Do glaubte in der glasklaren Transparenz der Luft noch die Nähe zum Winter zu spüren und legte die Hand auf den Heizkörper; er war kalt. Oliver und sie vertrugen die trockene Zentralheizungsluft nachts nicht. Sie bekamen dumpfe, hartnäckige Kopfschmerzen davon. Zu einer Zeit, als diese noch ziemlich teuer und exotisch gewesen waren, hatten sie hypoallergene Mikrofaserdecken und Antimilben-Matratzenschoner angeschafft. Oliver sagte immer (und er hatte gewiß recht damit), Heizkörper seien Startrampen für Viren und Bakterien aller Art. Andererseits (dachte Do) konnte man sich nicht in einem Kühlschrank lieben. Mit ihrer Doppelfunktion als Stätten sowohl der Nachtruhe als auch des Liebesmiteinanders waren Schlafzimmer Räume mit eigenartig unklarer Bestimmung. Entspannt |14| zu schlafen und befriedigenden Sex zu haben war jedenfalls nicht dasselbe.
Do gab es auf, in sich hineinzuhorchen, um ein Fünkchen Lust auf Sex in sich aufzuspüren. Oliver putzte sich die Zähne, und sie lauschte auf das helle, mechanische Hin und Her der Zahnbürste und das anschließende Spülen und Gurgeln. Oliver gurgelte auf eine kurze eruptive Art, als müßte er aus der Tiefe seines Rachens einen Fremdkörper hervorholen, eine Gräte oder ein Haar. Do zog die Fensterrollos herab und schaltete ihre Nachttischleuchte ein. Meistens liebten Oliver und sie sich im schwachen Schimmern der Gaslaternen, das durch die Vorhänge drang. Die unfaßliche phosphoreszierende Helligkeit verlieh ihren Liebesgebärden substanzlose Flüchtigkeit, etwas Verwischtes und Traumhaftes. In Dos Träumen war die Liebe eine Verdichtung von Gefühlen, nicht von Materie. Sie begann, sich auszuziehen, und hoffte, lesend (mit Brille) im Bett zu liegen, bevor Oliver fertig wäre. Doch in diesem Moment öffnete sich die Badezimmertür.
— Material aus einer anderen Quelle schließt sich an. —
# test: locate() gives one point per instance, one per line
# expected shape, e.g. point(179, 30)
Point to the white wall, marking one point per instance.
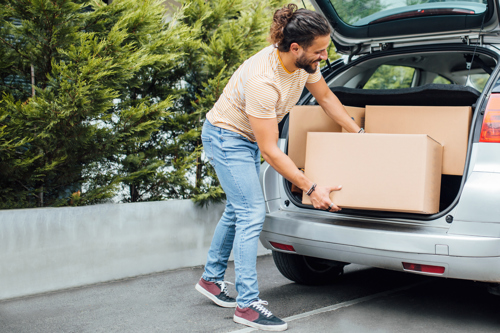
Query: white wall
point(46, 249)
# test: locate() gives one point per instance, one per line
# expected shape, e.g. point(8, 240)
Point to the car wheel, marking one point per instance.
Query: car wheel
point(308, 270)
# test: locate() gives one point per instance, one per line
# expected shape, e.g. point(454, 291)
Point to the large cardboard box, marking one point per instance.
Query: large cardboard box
point(312, 118)
point(390, 172)
point(448, 125)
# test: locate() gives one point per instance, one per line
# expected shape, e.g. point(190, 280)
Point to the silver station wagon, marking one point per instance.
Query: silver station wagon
point(404, 53)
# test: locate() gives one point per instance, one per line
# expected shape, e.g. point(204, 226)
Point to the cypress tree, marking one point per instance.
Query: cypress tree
point(65, 120)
Gehüllt in seinen knielangen flaschengrünen Frotteebademantel kam er hinein und brachte den Geruch von warmem Wasserdampf und Shampoo mit ins Zimmer.
»Wir hätten die Heizung andrehen sollen«, stellte er fest und setzte sich auf die Bettkante. »Was meinst du, sollte ich vielleicht den kleinen Heizlüfter aus dem Keller holen. Er müßte irgendwo beim Werkzeug stehen.«
»Besser nicht«, sagte sie, »es ist zu staubig dort unten. Wir bekämen auf der Stelle Asthma.«
»Du übertreibst. Gasthermen arbeiten staubfrei.« Mit Daumen und Zeigefinger zwirbelte er sich ein mitgebrachtes |15| Wattestäbchen ins Ohr. »Ich bin jeden Tag froh, daß wir den alten Ölbrenner rausgeschmissen haben, auch wenn einen die Gasversorger mit ihren Fantasiepreisen gnadenlos über den Tisch ziehen. Wird Zeit, daß diesen Monopolgangstern endlich jemand das Handwerk legt.«
Die Erinnerung an den Kauf und die Renovierung des Hauses vor fünf Jahren rief Do etwas ins Gedächtnis, das sie Oliver schon den ganzen Abend über hatte erzählen wollen. Es war eine Neuigkeit, die möglicherweise geeignet war, ihn von dem Gedanken an Sex abzubringen. Sie sagte: »Ach weißt du übrigens, was Helma zu berichten wußte?«
»Wie sollte ich?« Er fuhr mit dem Handtuch, das er sich wie ein Boxer um den Nacken gelegt hatte, über die Haare am Hinterkopf, der einzigen Stelle, wo man sie mit einigem Wohlwollen noch als dicht bezeichnen konnte.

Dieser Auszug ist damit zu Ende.